07/15/2026 | Press release | Distributed by Public on 07/15/2026 15:13
| Item 1.01. | Entry into a Material Definitive Agreement. |
Amended and Restated Working Capital Note
On February 11, 2026, Yorkville Acquisition Corp. (the "Company") issued a convertible unsecured promissory note (the "Prior Note") in the aggregate principal amount of $250,000.00 to Yorkville Acquisition Sponsor, LLC, a Delaware limited liability company (the "Sponsor"), in order to provide the Company with additional working capital, as previously disclosed in the Company's Current Report on Form 8-K filed with the U.S. Securities and Exchange Commission (the "SEC") on February 17, 2026. On May 4, 2026, the Sponsor advanced an additional $250,000 to the Company for additional working capital purposes. Also on May 4, 2026, in order to document such additional advance, the Company issued an amended and restated convertible unsecured promissory note (the "Amended and Restated Working Capital Note") in the aggregate principal amount of $500,000.00 to the Sponsor, which amends, restates, supersedes and replaces the Prior Note in its entirety. Pursuant to the terms of the Amended and Restated Working Capital Note, the principal balance shall not accrue interest; shall be payable by the Company on the earlier of the date on which the Company consummates its initial business combination or the date that the winding up of the Company is effective; and is convertible at the Sponsor's election upon the consummation of the Company's initial business combination. Should the Sponsor elect to convert all or a portion of the principal balance, the elected principal balance amount will convert, at a price of $10.00 per unit, into units identical to the private placement units issued in connection with the Company's initial public offering (each, a "New Unit"), rounded down to the nearest whole number.

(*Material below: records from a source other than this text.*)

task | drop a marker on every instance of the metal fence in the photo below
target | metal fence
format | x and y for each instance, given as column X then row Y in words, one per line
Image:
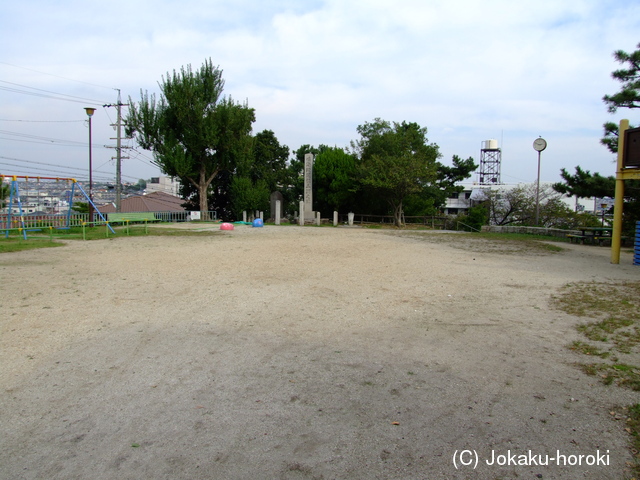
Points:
column 435, row 222
column 77, row 219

The foregoing description of the Amended and Restated Working Capital Note does not purport to be complete and is qualified in its entirety by reference to the full text of the Amended and Restated Working Capital Note, which is filed hereto as Exhibit 10.1 and which is incorporated herein by reference.
| Item 2.03. | Creation of a Direct Financial Obligation or an Obligation under an Off-Balance Sheet Arrangement of a Registrant. |
The information disclosed under Item 1.01 of this Current Report on Form 8-K is incorporated by reference into this Item 2.03.
| Item 3.02. | Unregistered Sales of Equity Securities. |
The information disclosed under Item 1.01 of this Current Report on Form 8-K is incorporated by reference into this Item 3.02. The Amended and Restated Working Capital Note shall be convertible into a maximum of 50,000 New Units. Each New Unit will consist of one Class A ordinary share of the Company, par value $0.0001 per share (each, a "Class A Ordinary Share"), and one-third of one redeemable warrant, with each whole warrant entitling the holder to purchase one Class A Ordinary Share, at an exercise price of $11.50 per share, which will become exercisable 30 days after the completion of the Company's initial business combination, subject to certain terms and conditions.
The Company has relied upon Section 4(a)(2) of the Securities Act of 1933, as amended, in connection with the issuance of the Amended and Restated Working Capital Note.